Robbie the robots.txt robot
Last week’s Tech Tuesday tip featured a bunch of Google’s advanced search tools and astute reader Nneka rightly pointed out, that if I was going to show folks how easy it is for potential hackers to search for the login page for their WordPress blog, I could at least have the decency to show them how to keep your login page from getting into the list in the first place. I agree completely so here it is…
This article is about the robots.txt file and how to use it to control which parts of your blog or website get indexed and which parts don’t.
What’s a robot?
Is a simple piece of software that follows links and indexes web page. Most commonly used by search engines to find and keep track of web pages. The most famous search engine robot is Googlebot.

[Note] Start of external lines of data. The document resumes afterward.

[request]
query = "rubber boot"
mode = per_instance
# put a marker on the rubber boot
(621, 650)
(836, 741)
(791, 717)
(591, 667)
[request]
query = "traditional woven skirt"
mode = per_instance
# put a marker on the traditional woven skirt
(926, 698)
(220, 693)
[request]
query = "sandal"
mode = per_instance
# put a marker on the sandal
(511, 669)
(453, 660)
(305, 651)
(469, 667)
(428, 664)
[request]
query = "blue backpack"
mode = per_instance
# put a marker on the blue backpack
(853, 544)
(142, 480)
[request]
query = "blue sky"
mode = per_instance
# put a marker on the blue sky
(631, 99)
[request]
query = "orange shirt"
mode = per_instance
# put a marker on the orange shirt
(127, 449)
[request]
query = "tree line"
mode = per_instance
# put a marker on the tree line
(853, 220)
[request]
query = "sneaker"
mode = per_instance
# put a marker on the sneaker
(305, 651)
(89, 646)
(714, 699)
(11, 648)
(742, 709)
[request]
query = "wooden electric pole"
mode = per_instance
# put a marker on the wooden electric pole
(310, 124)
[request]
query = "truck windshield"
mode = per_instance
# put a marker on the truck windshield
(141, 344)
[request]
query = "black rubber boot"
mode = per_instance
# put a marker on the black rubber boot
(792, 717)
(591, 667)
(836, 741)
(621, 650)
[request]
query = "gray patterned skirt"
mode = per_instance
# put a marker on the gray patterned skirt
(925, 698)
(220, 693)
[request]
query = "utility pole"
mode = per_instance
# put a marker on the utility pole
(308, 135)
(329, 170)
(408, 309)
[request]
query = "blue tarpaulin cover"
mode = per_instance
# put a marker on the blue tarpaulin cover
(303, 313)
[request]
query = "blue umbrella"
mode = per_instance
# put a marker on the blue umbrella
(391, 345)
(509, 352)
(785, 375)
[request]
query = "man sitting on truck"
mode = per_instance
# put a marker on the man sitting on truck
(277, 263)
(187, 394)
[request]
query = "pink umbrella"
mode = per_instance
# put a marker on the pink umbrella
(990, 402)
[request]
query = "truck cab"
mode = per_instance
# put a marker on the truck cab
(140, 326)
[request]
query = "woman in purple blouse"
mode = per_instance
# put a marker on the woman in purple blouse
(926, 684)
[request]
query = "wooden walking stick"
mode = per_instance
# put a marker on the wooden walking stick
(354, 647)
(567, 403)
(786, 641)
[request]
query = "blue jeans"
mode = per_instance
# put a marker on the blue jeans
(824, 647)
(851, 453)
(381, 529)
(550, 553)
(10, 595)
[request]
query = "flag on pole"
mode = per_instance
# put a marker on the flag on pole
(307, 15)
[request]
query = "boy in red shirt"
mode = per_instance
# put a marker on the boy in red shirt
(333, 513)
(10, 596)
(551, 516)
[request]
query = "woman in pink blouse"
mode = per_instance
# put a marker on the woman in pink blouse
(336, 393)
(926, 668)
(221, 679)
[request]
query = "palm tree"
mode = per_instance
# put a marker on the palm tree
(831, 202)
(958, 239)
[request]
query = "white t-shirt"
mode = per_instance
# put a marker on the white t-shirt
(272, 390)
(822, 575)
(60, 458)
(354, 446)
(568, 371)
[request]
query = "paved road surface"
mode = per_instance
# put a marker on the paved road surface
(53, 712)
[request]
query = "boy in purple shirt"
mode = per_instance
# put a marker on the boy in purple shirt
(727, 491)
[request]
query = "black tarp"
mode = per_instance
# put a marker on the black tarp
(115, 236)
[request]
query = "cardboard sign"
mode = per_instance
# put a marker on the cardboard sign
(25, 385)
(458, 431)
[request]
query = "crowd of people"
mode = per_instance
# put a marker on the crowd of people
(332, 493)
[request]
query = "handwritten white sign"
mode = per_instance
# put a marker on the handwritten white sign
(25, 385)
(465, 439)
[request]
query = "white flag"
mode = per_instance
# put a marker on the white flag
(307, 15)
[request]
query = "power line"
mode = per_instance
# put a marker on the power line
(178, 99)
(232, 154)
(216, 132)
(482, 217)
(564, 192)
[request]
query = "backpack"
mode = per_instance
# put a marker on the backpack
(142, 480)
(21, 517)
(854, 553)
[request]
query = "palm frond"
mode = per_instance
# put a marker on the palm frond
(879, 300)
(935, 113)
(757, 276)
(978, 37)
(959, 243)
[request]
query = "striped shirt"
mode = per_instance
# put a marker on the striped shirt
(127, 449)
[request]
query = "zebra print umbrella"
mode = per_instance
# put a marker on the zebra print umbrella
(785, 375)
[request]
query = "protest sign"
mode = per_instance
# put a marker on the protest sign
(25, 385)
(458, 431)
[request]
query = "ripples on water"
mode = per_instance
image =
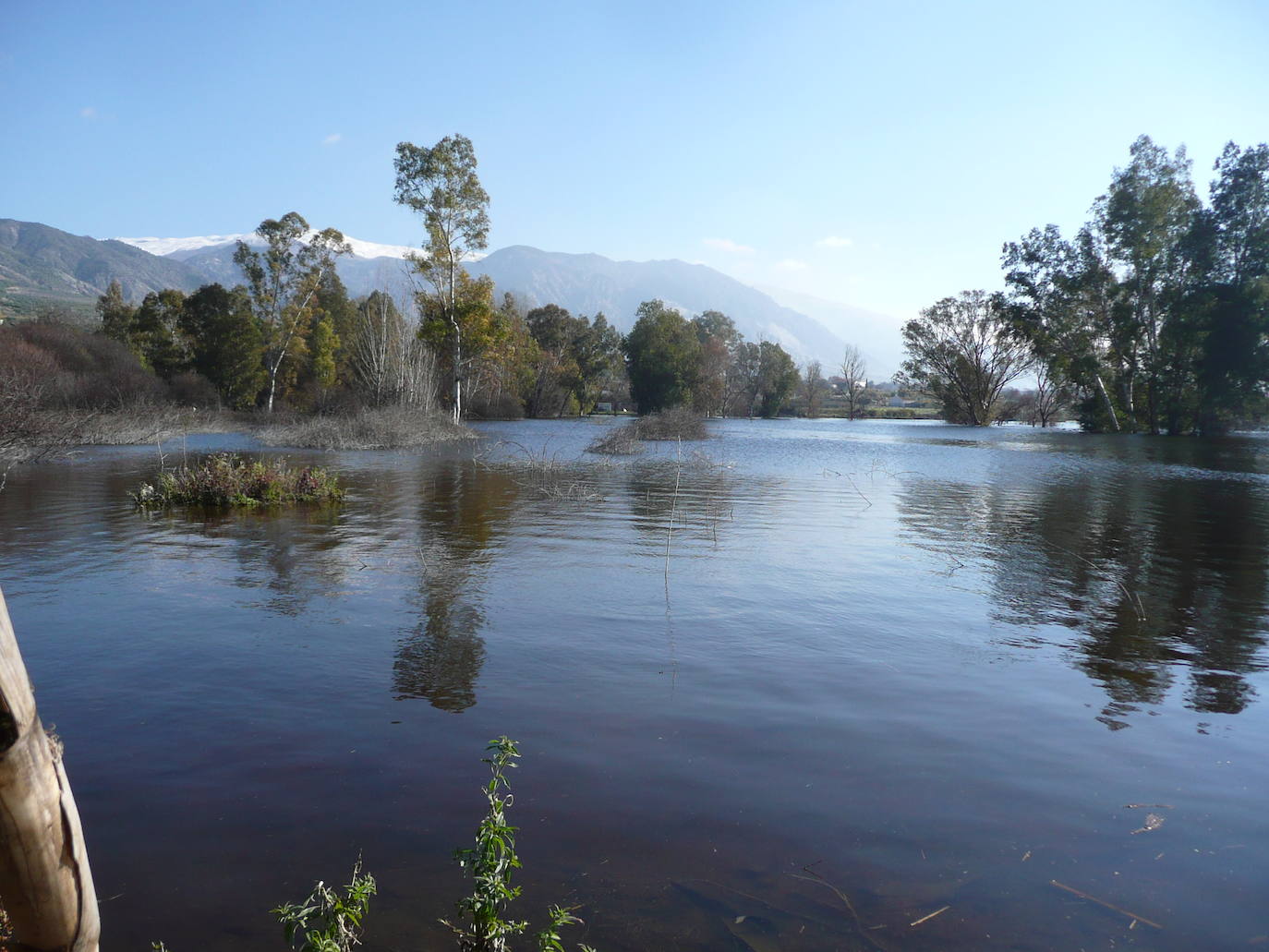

What is a robots.txt file?
A simple text file, robots.txt was created as a way to indicate to indexing robots which files that you wanted to have indexed and which files you didn’t want to have cataloged in a search engine.
They are also used to control which robots you allow to crawl your site and which ones you want to turn away.
The rub?
Obeying the robots.txt file is voluntary on behalf of the robot. So bad robots can just ignore the robots.txt file and waste you bandwidth and catalog your site anyways.
Why would I want to use a robots.txt?
Primarily, you can use it to keep certain files out of the indexes of the most popular search engines. This brings us back to the search that I demonstrated last week of how to search for a file segment in Google.
If you run this search you’ll get a list of the login page for 2.3 million WordPress blogs. All are not using the robots.txt file, or not using it correctly…because there is no good reason to have your login page in the Google index.
What they should be doing is having a simple text file telling, see mine here, that disallows indexing of that page and the other private sections of your site.
How to use it?
It is simple, if you have a WordPress blog, you can just take the text from mine, paste it into a file called robots.txt and put it in the root [the same place that has your wp-login.php file] and that’s it.
Is there more to robots and robots.txt than that?
Yes, a lot. Start here to get more info. And then there are more resources here…like a list of robots and more details about how to use the robots.txt file.
There are also robot meta tags that you can use in a similar manner to the robots.txt file. Create a robots meta tag on the fly with this tool.
Does the robots.txt protect your site…make it more secure?
No, don’t confuse this file for security. It provides none. The best it can do is prevent your site’s pages from showing up in the search engine results.
How to remove your pages from Google’s index?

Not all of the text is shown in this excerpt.